Ilustrasi. Foto : Liputan6 |
Ia mengatakan, keterbukaan sikap TNI dalam menyusun RUU itu dibuktikan
dengan penghilangan pasal tentang penyadapan. Ia juga mengatakan, pasal tentang
sanksi terhadap perancang undang-undang yang dinilai inkonsepsional yang
awalnya tercantum pun sudah dihapus. "Kalau salah mengkonsep undang-undang, tadinya di RUU ini juga
dimasukkan, bisa dipidana, tapi akhirnya dihapus karena ditentang DPR. Kemhan
tidak alergi akan masukan," ucap Hartind.
Menurutnya, RUU Kamnas ini diperlukan lantaran untuk menjaga keamanan
nasional. Selain itu, untuk merespon adanya ancaman, yang memerlukan tindakan
cepat melalui gladi posko yang melibatkan Forkominda (Forum Komunikasi
Intelijen Daerah). Gladi posko itu dipimpin oleh pimpinan daerah. "Gladi posko ini juga dipimpin oleh sipil. Jadi tidak benar kalau kami
menghilangkan hak sipil, justru kami menghormati itu. Jangan berpikiran, ini
teori konspirasi. Tidak ada. Ini untuk kepentingan nasional," katanya.

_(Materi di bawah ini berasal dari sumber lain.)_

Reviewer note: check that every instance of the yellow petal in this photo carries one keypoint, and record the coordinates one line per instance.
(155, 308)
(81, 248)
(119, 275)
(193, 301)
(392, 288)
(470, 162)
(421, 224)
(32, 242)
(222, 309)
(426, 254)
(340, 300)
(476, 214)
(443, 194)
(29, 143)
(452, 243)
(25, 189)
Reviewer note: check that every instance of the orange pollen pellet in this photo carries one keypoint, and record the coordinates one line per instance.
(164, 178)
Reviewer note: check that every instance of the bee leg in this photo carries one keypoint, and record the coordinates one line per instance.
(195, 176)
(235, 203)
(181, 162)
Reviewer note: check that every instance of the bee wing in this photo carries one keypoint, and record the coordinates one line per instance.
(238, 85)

Kementerian Pertahanan telah menyerahkan draft Rancangan Undang-undang
Keamanan Nasional (Kamnas) yang telah direvisi ke Dewan Perwakilan Rakyat (DPR)
pada bulan Oktober lalu. Namun, hasil revisi draft RUU itu nyatanya masih menyisakan 44 pasal yang
berbenturan dengan undang-undang yang sudah ada. Selain itu, beberapa pasal di
antaranya masih dianggap melanggar hak sipil. "RUU Kamnas dibuat dengan tergesa-gesa. Tidak ada perubahan signifikan
dalam RUU ini dari 60 menjadi 55 pasal. Dari 55 pasal itu, koalisi menolak 44
pasal," ujar aktivis Imparsial, Batara Ibnu Reza.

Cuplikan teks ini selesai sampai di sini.